Thank you so much for all the replies. I am going to make an appointment for him to see the GP and take it from there. Obviously there are psychological issues as well as just not liking things, so hopefully we can deal with all of it and get things on the right track.

OP posts:
Eatentoomanyroses · 04/01/2023 14:44

He’s the same weight as my 9 year old but she’s very tall. How tall is he? Does he enjoy any foods? When she got over her last stomach bug she looked gaunt I just made sure that I gave her a lot of things she liked to build her back up.

Summerhillsquare · 04/01/2023 14:48

Do you not eat meals together at the table?

catfunk · 04/01/2023 14:57

Don't you make a family meal on an evening? Or have you always just let him have 2 baguettes for dinner

Sunsetintheeast · 04/01/2023 15:07

My kids have pancakes every morning. I add an extra egg and serve with fruit. You could make with full fat milk. Most kids eat pancakes.
breakfast is essential, he is starving his brain.

Highlyflavouredgravy · 04/01/2023 15:13

Where's the dinner? Thecmain meal of the day where YOU cook something like meat, spuds and veg and you all eat together?
No wonder he us thin, there is no actual meals happening!@

Florin · 04/01/2023 15:20

Why no dinner? What does he do while the rest of you eat, does he sit with you? I think the doctor will be concerned he isn’t being made any proper meals.

JolieJ · 04/01/2023 15:23

My 7 year old is a very fussy eater, he has sensory processing disorder among other things. If I left it to him he would only eat junk all day. He has a few mouthful of a croissant for breakfast but eats most of his packed lunch (1 slice of bread with cream cheese/a apple slices and 2/3 biscuits). When he gets home I make him a 2 egg omellate and force/bribe him to eat it as it's his main source of protein. For dinner he eats the same thing every day: rice and lentils. I recently started giving him Paediasure milkshakes twice a day and he enjoys those, maybe try that for your son? It's really hard but unfortunateky you will have to make more of an effort, for his sake.

AnotherBrightSunrise · 04/01/2023 15:48

Similar situation as you really. I went to the GP recently as my daughter aged 9 was 1st centile on the kids NHS BMI chart, and they did give her laxido for sore tummy/ constipation, but didn’t seem overly worried about low weight. I was kind of hoping for a dietician referral, but I think the criteria is higher. Well meaning relatives talk about such-and-such a person, who used to be fussy, but she’s on a different level - just a handful of foods, would much rather go hungry than eat almost anything. I keep it relaxed as much as I can and talk about protein and vitamins for strength and health.
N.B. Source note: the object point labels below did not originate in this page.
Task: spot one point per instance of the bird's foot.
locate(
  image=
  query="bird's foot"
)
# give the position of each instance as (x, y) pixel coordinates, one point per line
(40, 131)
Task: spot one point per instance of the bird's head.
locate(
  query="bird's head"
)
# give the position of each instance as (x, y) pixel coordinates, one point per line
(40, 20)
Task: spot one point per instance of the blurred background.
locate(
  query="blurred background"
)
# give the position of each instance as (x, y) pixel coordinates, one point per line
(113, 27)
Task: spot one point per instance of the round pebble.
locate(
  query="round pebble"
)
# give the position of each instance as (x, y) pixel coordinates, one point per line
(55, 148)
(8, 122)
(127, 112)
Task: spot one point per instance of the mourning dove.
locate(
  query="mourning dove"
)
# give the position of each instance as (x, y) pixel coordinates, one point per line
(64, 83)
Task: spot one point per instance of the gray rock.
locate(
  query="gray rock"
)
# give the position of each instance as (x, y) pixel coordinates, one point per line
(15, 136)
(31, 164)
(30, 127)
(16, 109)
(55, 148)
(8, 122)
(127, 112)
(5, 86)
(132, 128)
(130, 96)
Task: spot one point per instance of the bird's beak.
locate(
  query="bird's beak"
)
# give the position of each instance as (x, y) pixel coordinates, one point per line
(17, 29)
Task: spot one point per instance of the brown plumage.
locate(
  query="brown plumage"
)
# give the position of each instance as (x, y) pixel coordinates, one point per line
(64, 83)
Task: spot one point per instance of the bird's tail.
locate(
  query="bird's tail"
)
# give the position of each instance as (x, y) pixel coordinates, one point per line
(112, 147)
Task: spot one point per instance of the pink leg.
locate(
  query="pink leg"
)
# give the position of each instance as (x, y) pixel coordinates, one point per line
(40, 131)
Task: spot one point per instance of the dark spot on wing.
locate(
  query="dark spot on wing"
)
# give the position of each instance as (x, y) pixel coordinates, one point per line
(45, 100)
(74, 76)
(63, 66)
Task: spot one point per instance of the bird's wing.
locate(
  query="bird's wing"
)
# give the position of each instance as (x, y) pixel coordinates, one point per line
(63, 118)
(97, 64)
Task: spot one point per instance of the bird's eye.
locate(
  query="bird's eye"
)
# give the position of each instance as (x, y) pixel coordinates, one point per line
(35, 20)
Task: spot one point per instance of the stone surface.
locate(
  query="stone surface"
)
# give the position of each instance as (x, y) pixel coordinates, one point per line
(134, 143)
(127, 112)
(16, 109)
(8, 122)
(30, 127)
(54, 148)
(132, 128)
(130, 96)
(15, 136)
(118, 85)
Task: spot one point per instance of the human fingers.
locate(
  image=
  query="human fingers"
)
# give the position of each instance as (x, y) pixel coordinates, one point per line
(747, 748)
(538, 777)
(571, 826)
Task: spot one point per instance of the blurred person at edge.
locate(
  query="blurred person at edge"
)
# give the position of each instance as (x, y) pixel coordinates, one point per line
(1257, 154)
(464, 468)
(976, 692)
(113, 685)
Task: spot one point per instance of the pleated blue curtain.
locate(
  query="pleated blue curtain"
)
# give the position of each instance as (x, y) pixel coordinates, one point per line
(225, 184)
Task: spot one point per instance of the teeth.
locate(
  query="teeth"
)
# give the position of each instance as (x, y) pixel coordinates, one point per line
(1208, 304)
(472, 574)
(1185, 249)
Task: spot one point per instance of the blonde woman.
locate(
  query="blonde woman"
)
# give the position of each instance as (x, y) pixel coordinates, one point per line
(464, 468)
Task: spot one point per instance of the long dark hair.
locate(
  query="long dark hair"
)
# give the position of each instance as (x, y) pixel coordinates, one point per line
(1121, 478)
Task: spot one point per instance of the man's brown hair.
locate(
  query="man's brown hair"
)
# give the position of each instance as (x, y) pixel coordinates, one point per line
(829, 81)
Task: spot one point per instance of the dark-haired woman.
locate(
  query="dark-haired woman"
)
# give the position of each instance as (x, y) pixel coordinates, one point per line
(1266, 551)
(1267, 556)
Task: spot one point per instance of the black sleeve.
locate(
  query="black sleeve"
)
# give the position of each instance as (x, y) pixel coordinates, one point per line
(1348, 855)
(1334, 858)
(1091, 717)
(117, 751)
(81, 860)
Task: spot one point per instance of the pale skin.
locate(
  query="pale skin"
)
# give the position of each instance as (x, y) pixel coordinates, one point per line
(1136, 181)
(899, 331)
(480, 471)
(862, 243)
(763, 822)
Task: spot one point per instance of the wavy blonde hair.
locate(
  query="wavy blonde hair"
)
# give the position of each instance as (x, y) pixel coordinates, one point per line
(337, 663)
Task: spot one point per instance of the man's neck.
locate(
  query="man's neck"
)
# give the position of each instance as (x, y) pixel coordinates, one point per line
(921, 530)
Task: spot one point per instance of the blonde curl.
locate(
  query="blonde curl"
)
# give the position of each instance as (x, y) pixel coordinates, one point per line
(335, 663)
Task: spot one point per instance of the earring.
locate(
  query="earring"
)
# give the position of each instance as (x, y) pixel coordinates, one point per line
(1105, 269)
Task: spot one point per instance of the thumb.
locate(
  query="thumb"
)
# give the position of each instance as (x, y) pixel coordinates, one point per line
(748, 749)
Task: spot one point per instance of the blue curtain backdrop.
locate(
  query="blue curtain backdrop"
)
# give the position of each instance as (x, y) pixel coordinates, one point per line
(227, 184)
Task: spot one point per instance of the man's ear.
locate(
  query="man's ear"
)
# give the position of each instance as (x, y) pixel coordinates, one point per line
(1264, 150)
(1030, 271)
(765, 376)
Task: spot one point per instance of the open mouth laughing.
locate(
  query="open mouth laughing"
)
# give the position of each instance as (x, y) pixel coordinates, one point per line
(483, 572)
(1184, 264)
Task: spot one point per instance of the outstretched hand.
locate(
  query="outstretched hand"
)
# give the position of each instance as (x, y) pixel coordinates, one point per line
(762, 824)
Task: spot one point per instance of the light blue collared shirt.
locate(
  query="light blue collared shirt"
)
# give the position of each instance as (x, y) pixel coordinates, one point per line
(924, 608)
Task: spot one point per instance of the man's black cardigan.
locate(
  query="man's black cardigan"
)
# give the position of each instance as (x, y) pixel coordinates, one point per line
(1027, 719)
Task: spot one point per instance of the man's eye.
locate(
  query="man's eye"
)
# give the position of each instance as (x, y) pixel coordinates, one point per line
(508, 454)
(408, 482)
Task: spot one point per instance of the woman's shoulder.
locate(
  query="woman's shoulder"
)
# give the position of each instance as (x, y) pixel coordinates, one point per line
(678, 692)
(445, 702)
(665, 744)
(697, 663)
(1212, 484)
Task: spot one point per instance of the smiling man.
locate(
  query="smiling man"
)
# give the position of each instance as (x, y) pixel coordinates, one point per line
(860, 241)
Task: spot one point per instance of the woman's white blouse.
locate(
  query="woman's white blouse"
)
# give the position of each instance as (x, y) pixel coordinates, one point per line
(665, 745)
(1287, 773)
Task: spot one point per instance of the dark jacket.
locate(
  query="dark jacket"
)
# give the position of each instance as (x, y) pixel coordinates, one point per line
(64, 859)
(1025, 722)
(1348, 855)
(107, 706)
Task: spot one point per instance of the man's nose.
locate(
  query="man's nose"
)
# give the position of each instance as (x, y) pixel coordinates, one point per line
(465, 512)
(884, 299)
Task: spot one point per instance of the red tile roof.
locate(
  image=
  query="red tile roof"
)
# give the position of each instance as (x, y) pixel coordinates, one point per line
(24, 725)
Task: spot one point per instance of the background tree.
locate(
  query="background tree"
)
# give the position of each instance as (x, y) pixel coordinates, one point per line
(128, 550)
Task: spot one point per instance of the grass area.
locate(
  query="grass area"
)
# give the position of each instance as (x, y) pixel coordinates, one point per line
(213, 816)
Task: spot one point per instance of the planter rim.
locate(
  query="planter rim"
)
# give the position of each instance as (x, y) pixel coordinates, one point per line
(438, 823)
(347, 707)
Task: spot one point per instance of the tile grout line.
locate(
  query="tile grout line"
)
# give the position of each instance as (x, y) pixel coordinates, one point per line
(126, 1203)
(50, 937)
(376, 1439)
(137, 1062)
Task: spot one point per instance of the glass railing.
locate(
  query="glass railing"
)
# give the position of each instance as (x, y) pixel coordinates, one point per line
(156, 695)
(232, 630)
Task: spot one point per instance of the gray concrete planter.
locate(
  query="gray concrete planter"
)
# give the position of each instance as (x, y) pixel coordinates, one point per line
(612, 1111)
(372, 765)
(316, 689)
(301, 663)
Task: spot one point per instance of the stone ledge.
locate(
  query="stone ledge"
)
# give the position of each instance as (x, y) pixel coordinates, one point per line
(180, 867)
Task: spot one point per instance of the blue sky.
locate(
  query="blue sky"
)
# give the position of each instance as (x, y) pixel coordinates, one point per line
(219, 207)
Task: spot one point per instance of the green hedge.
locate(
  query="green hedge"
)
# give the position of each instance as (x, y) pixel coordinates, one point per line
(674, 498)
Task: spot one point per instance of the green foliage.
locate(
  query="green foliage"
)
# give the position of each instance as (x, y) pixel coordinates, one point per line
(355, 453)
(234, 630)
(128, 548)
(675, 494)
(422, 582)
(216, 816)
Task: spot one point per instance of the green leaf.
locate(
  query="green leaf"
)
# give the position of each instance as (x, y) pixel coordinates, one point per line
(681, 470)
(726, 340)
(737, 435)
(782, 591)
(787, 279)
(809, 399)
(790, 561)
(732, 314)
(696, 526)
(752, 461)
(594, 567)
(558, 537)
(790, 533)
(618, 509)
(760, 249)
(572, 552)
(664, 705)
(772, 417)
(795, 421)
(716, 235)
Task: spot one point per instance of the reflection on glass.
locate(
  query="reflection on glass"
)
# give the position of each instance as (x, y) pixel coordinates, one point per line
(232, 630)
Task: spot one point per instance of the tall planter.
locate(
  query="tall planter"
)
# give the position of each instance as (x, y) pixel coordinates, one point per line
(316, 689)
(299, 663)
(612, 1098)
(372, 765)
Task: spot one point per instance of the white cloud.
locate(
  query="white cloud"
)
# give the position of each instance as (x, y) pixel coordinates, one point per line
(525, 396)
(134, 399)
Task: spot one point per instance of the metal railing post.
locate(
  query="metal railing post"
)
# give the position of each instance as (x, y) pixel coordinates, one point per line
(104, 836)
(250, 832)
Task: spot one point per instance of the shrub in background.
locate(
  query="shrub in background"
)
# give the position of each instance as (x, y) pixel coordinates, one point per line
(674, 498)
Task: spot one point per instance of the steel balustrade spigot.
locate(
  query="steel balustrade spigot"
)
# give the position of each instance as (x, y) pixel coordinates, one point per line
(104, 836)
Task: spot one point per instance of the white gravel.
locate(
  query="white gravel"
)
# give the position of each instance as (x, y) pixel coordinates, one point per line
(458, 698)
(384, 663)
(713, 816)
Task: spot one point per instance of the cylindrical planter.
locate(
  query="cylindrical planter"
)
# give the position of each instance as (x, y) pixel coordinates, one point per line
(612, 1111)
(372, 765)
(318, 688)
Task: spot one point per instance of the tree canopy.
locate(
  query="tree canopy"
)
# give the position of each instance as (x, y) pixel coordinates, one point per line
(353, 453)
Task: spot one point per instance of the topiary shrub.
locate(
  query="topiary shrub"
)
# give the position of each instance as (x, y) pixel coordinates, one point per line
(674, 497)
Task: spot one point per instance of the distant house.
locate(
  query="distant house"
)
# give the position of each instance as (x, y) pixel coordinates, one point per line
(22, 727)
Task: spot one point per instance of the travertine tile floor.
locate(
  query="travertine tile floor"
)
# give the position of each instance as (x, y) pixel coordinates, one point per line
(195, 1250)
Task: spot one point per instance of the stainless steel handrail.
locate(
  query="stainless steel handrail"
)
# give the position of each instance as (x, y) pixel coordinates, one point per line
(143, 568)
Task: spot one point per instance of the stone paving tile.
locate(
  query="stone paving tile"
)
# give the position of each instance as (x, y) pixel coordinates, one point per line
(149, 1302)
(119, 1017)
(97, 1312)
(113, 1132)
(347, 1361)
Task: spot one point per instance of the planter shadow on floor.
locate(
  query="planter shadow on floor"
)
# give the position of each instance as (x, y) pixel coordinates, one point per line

We eat well as a family. But no, she’d rather eat bread and butter, and cold beans! She eats nothing mixed and almost nothing hot. It’s frustrating! All the best for you, and I will continue reading the thread for suggestions!

Annoyingwurringnoise · 04/01/2023 15:54

Honestly, unless you’re worried, I wouldn’t say anything, because the chances are it’ll probably right itself soon enough. When I was a kid I was underweight and my mum used to tell me they were worried about me. I ended up being secretly terrified that they were going to take me into hospital. Turns out by the time I hit puberty my weight was fine.